S129 notice to the consumer and “delivery”

05 November 2018 ,  Meerushini Govender 3044
There are many reasons why a consumer may default in his payments to a credit provider. Notwithstanding these reasons, the credit provider must follow certain procedures to enforce the agreement.

The first step, is for the credit provider to deliver to the consumer a written notice in terms of Section 129(1)(a) of the National Credit Act 34 of 2005 (“NCA”), notifying the consumer of the default and proposals as to what the consumer may do to resolve any disputes that he/she may have with the agreement or to work out a plan for the payments due under the agreement to be brought up to date. The consumer has ten business days to respond to the credit provider once he/she has received the letter. It must be noted though, that the consumer is under no obligation to respond to the notice in terms of Section 129(1)(a) (“the S129 notice”).

The consumer must be in default with his/her payment for at least twenty business days in terms of S130(1)(a) of the NCA, before the credit provider can deliver the S129 notice to the consumer.

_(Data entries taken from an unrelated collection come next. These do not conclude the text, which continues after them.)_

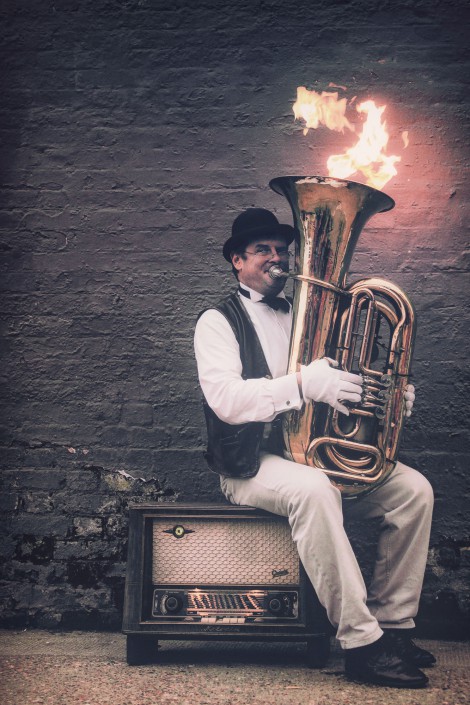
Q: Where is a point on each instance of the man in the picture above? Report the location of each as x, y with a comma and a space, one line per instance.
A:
241, 348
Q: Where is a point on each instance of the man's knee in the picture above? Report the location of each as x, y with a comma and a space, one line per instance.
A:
316, 488
416, 485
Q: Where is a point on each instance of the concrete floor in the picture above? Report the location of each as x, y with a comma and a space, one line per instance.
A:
89, 668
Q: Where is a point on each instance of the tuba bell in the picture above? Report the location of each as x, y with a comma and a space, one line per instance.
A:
368, 328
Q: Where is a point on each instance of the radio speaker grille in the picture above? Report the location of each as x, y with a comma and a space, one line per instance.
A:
215, 552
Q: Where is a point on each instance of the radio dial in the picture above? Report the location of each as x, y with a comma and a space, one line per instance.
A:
171, 604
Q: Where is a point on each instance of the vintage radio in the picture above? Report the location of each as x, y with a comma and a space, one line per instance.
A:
218, 572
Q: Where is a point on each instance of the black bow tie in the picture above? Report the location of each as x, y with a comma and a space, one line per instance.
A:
274, 302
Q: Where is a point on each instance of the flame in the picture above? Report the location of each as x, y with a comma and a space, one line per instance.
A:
321, 109
368, 155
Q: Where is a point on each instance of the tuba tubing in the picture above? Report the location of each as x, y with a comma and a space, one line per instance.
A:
330, 319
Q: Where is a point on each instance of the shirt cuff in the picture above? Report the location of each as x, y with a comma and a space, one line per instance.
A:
285, 393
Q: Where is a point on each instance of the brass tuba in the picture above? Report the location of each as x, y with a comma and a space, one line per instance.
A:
368, 328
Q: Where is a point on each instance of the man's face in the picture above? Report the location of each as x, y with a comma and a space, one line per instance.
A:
253, 265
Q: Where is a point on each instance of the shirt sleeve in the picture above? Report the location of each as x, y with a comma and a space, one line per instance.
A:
232, 398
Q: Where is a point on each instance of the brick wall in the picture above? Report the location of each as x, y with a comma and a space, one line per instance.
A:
132, 134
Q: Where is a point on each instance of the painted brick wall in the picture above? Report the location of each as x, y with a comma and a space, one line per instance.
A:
132, 134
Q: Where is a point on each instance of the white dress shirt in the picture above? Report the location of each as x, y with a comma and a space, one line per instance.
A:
232, 398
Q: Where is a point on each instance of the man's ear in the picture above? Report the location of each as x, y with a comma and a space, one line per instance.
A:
237, 261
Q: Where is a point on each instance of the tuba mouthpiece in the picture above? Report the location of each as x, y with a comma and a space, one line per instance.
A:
276, 272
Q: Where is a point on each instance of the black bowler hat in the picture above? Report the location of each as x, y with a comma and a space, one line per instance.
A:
252, 224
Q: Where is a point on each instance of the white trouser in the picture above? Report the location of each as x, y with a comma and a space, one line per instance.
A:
315, 510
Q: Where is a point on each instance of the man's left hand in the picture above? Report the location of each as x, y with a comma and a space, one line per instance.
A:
409, 399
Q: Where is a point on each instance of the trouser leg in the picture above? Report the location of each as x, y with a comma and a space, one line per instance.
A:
314, 509
405, 503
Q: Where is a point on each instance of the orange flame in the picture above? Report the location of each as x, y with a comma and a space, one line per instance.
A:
368, 154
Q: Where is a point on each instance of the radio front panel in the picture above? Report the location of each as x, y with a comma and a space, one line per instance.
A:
216, 571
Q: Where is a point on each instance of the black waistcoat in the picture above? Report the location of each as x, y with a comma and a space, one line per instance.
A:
233, 450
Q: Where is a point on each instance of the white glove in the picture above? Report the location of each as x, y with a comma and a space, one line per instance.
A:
320, 382
409, 399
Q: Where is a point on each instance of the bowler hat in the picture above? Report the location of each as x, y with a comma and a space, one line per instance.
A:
252, 224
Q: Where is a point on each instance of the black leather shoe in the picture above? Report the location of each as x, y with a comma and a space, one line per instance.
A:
378, 663
406, 648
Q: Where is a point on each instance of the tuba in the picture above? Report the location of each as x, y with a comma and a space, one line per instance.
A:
367, 327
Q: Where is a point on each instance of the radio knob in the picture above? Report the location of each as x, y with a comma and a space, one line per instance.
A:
171, 604
275, 605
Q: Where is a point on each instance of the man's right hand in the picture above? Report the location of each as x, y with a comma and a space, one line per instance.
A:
321, 382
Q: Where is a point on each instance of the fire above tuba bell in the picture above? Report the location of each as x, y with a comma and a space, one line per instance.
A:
367, 327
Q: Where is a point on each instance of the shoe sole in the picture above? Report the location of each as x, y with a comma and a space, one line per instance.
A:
388, 684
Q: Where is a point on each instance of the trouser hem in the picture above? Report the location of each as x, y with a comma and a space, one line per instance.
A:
350, 644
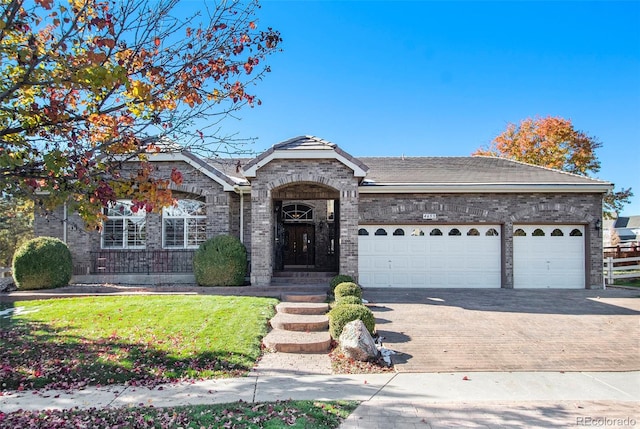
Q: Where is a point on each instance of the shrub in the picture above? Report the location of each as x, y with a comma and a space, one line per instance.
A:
42, 263
340, 278
348, 299
340, 315
347, 289
220, 261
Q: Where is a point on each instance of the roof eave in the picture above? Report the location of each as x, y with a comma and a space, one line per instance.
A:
200, 165
252, 168
405, 188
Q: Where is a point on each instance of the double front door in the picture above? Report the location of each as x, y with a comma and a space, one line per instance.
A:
299, 244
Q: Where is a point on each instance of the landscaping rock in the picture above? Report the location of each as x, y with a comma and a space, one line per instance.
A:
356, 342
7, 284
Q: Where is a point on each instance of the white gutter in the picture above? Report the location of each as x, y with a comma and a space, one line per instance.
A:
405, 188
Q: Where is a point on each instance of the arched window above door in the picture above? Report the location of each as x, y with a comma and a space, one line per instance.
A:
297, 213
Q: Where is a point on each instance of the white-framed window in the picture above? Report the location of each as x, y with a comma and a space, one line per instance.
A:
184, 226
124, 228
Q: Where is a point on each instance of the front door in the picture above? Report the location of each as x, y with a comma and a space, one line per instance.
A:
299, 242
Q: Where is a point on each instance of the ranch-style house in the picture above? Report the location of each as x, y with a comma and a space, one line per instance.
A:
306, 205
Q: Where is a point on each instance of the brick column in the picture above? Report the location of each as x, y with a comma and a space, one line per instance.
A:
507, 255
349, 232
261, 237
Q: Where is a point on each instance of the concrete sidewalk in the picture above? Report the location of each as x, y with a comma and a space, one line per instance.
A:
396, 400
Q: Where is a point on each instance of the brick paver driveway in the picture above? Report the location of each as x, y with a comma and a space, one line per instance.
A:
438, 330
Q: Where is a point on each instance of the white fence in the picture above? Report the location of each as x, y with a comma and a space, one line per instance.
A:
621, 268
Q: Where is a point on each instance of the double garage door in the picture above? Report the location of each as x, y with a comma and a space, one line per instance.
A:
429, 256
469, 256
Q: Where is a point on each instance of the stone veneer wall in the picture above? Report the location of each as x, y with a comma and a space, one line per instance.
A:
504, 209
196, 185
280, 174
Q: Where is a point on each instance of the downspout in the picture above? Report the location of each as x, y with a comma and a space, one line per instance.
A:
64, 222
241, 216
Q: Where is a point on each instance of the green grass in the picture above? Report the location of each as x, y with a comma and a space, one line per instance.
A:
287, 414
138, 340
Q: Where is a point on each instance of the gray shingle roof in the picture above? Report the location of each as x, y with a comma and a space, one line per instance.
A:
476, 169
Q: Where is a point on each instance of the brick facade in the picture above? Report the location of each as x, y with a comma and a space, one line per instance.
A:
302, 179
313, 182
503, 209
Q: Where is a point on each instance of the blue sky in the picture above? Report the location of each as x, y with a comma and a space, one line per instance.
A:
430, 78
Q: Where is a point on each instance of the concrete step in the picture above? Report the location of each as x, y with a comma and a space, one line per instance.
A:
300, 322
304, 297
302, 308
297, 342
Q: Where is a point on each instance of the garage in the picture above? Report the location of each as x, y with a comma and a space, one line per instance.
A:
549, 256
430, 256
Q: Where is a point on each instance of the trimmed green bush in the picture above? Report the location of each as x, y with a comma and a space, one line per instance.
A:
348, 289
42, 263
220, 261
340, 315
340, 278
348, 299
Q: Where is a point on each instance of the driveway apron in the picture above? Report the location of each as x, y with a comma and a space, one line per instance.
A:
438, 330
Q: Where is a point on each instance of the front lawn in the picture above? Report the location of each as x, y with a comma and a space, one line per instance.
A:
287, 414
137, 340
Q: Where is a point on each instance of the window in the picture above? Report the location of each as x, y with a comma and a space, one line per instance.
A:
184, 225
297, 213
124, 228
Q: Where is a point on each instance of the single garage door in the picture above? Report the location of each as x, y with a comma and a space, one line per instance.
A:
548, 256
437, 256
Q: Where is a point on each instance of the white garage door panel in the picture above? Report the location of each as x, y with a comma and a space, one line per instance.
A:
424, 260
549, 256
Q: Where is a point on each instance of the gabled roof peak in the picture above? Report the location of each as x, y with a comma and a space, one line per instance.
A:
305, 143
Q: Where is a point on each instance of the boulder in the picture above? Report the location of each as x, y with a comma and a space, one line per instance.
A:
356, 342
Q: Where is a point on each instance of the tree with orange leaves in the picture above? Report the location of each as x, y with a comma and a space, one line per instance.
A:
553, 142
88, 84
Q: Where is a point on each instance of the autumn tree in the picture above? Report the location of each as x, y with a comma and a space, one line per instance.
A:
88, 84
553, 142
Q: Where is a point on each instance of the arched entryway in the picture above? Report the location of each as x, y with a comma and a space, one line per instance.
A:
306, 228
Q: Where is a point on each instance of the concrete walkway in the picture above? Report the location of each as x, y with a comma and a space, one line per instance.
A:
457, 351
396, 400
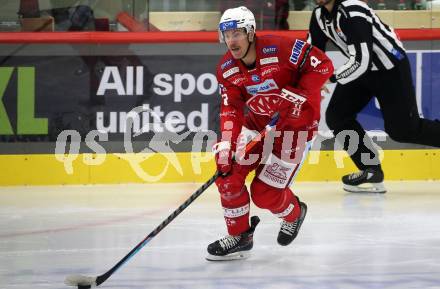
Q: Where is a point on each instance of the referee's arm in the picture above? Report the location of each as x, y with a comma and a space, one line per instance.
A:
359, 35
315, 36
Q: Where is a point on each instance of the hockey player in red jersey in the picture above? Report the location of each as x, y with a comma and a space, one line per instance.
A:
266, 74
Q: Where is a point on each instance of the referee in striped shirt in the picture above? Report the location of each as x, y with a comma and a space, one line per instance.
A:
377, 66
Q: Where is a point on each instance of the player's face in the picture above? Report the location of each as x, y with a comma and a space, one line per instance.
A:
237, 42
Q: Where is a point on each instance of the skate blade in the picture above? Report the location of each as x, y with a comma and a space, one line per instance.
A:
366, 188
230, 257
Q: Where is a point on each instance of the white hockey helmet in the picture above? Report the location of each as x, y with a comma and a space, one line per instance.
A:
234, 18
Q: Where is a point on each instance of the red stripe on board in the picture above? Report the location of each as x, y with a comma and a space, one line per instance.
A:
170, 37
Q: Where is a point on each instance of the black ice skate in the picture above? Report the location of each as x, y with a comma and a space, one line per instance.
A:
233, 247
289, 230
367, 181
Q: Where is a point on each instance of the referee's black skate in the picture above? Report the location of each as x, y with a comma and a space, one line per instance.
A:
289, 230
367, 181
233, 247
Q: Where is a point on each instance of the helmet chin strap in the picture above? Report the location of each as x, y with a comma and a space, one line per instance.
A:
249, 47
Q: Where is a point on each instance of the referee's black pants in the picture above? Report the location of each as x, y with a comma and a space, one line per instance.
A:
395, 92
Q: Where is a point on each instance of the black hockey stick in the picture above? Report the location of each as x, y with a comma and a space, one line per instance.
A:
84, 282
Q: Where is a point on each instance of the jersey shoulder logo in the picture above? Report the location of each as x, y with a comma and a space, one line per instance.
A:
296, 51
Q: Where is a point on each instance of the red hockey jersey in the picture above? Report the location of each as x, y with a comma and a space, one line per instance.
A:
281, 63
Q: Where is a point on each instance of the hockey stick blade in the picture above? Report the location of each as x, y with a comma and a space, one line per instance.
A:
84, 282
80, 281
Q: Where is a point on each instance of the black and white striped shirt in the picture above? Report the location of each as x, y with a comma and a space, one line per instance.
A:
356, 30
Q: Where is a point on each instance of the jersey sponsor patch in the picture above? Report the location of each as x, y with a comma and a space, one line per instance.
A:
267, 85
268, 60
237, 80
262, 104
269, 70
226, 64
314, 61
255, 78
276, 172
230, 72
296, 51
270, 49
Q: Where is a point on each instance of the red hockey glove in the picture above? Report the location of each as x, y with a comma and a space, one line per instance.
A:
223, 156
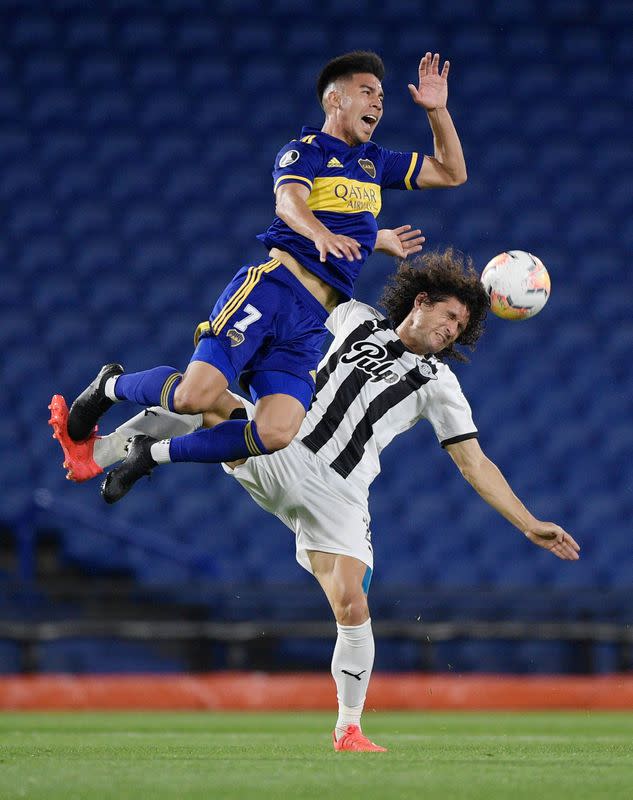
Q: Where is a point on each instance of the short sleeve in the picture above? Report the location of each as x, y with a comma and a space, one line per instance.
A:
400, 170
448, 410
297, 162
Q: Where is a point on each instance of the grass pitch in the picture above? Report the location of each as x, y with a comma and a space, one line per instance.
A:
500, 756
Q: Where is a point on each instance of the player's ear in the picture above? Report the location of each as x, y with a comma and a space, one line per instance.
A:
421, 299
333, 100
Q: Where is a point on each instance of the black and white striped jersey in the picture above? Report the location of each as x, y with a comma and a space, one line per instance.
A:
370, 388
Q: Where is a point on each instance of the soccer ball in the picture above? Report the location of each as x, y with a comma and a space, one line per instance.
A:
517, 283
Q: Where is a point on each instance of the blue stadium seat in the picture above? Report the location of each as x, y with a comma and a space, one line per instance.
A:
136, 159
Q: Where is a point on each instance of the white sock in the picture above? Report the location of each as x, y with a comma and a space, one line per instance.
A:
352, 662
155, 422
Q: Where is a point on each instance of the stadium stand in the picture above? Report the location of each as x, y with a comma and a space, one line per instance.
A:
136, 144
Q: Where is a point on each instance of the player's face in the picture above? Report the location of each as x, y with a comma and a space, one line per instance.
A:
360, 111
433, 326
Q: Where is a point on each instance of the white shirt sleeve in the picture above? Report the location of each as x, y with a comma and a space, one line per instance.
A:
347, 315
448, 410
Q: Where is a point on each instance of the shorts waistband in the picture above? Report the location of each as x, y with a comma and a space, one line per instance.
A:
283, 275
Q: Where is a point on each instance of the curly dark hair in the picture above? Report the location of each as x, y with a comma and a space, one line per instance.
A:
347, 65
441, 274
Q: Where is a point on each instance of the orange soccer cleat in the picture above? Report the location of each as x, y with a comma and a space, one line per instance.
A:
78, 460
355, 741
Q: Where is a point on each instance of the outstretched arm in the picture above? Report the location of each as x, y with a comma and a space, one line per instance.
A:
486, 478
447, 166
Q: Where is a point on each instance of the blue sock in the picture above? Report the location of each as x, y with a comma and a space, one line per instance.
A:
154, 387
228, 441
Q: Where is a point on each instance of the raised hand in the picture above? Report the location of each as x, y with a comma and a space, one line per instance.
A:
400, 242
553, 538
432, 91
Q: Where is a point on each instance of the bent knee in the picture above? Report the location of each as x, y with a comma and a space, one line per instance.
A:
277, 435
188, 399
351, 609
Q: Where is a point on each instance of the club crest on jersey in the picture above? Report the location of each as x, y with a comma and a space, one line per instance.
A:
373, 359
236, 337
368, 166
288, 158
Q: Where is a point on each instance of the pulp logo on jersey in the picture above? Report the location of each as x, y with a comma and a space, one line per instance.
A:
236, 337
353, 674
368, 166
373, 359
288, 158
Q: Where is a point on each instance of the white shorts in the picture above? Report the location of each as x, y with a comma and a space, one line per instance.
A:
325, 511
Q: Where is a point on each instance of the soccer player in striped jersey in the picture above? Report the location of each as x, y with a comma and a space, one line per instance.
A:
379, 377
267, 328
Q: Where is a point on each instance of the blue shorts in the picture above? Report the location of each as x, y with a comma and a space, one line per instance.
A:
268, 330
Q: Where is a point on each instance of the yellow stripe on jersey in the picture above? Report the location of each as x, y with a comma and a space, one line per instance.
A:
345, 195
250, 441
253, 276
167, 387
407, 177
203, 329
300, 178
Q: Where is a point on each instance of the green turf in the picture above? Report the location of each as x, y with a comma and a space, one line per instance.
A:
449, 756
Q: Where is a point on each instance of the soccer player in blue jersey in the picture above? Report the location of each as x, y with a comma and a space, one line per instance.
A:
267, 328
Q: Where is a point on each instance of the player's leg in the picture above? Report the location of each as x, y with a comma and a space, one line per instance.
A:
159, 386
345, 581
271, 334
87, 459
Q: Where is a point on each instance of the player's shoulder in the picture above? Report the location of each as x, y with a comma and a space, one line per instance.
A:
350, 313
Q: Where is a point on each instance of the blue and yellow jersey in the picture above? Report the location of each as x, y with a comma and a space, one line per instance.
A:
345, 195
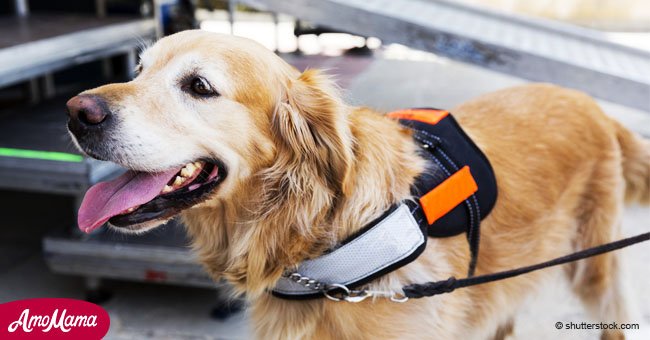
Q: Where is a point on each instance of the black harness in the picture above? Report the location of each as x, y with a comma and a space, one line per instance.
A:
457, 190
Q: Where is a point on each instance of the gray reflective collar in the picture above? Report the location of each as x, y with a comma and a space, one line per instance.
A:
391, 241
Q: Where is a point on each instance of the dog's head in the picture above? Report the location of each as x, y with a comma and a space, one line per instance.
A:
207, 114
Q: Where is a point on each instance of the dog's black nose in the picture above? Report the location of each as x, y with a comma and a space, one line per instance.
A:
86, 112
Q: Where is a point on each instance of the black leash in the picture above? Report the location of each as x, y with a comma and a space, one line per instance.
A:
416, 291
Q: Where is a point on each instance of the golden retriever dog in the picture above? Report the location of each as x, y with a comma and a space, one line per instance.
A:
269, 167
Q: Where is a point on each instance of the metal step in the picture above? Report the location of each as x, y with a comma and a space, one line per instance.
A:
36, 152
162, 256
43, 43
535, 49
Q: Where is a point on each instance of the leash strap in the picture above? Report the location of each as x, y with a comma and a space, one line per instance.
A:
416, 291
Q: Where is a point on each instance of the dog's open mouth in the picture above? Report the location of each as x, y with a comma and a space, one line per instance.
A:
137, 197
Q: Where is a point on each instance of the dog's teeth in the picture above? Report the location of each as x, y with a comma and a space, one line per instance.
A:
178, 181
188, 170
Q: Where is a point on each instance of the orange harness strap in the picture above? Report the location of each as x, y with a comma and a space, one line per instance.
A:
428, 116
450, 193
455, 189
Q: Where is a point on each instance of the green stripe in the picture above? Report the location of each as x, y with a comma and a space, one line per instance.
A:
45, 155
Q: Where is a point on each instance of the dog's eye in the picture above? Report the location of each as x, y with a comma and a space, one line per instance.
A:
201, 87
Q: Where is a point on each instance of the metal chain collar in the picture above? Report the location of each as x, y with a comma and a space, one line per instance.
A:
339, 292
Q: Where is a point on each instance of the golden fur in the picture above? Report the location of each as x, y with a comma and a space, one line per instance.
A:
307, 170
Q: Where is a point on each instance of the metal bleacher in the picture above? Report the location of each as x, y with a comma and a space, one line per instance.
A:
535, 49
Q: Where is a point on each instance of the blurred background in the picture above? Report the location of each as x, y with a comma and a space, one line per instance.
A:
385, 54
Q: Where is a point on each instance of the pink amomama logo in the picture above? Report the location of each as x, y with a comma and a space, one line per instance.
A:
52, 318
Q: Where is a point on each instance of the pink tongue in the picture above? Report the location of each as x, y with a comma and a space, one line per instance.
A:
107, 199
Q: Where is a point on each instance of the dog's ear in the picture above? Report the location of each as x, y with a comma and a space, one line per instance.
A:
311, 122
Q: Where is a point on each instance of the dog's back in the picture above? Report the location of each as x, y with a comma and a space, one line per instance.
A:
564, 170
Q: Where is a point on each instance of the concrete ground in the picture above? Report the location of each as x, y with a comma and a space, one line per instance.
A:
396, 78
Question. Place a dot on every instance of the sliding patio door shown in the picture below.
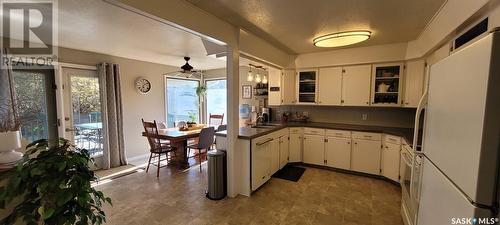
(36, 99)
(183, 104)
(216, 98)
(82, 109)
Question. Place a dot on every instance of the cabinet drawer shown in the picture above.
(392, 139)
(315, 131)
(297, 130)
(263, 139)
(338, 133)
(367, 136)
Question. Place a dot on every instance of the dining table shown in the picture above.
(179, 139)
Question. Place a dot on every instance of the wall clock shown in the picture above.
(143, 85)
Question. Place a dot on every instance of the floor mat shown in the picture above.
(291, 173)
(117, 171)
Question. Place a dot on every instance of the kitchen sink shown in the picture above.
(268, 126)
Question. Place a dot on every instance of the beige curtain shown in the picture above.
(112, 116)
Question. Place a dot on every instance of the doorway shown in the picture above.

The consumer must further be aware that the credit provider is legally bound to deliver the notice in terms of the S129 notice to the address of the consumer that is cited on the credit agreement – the address that the consumer chose when he/she signed the agreement.

The S129 notice, in terms of the Act, must be delivered to the consumer via registered post. The word “delivered” has been interpreted by the courts to give clarity, viz, the notice is to be dispatched to the correct post office for the address chosen by the consumer, when the credit agreement was signed, or to an adult at the location designated by the consumer, when the credit agreement was signed. Should the credit provider follow one of the above methods for delivery of the S129 notice, but the consumer failed to receive it by not collecting the notice from the post office, it would not be the fault of the credit provider and it would be deemed that the credit provider followed the “letter of the law” and would thus be within its rights to proceed with the issuing and serving of the summons.

Thus, it is not a defence for the consumer to raise that the notice was not delivered to him/her, as was explained by the Constitutional Court in the case of Kubyana v Standard Bank of South Africa Ltd, after revisiting the majority decision held by the Constitutional Court in the case of Sebola and Another v Standard Bank of South Africa Ltd and Another.

It falls upon the shoulders of the consumer to inform the credit provider, in writing, by hand or electronic mail, of any changes to his/her designated address in respect of receiving notices which defer from the credit agreement, to enable the credit provider to change the consumer’s records. Should the consumer not inform the credit provider of the new details, the credit provider will be bound to use the address as per the credit agreement and the consequence of this, is that the consumer will not receive the S129 notice, and when the ten business days have expired for the consumer to timeously give  the credit provider his intentions of how he/she wishes to deal with the default payments, the credit provider will be within its rights to proceed with the issuing and serving of the summons, incurring legal costs for the account of the consumer.

This was held in the court case of Robertson v Firstrand Bank Ltd t/a Wesbank.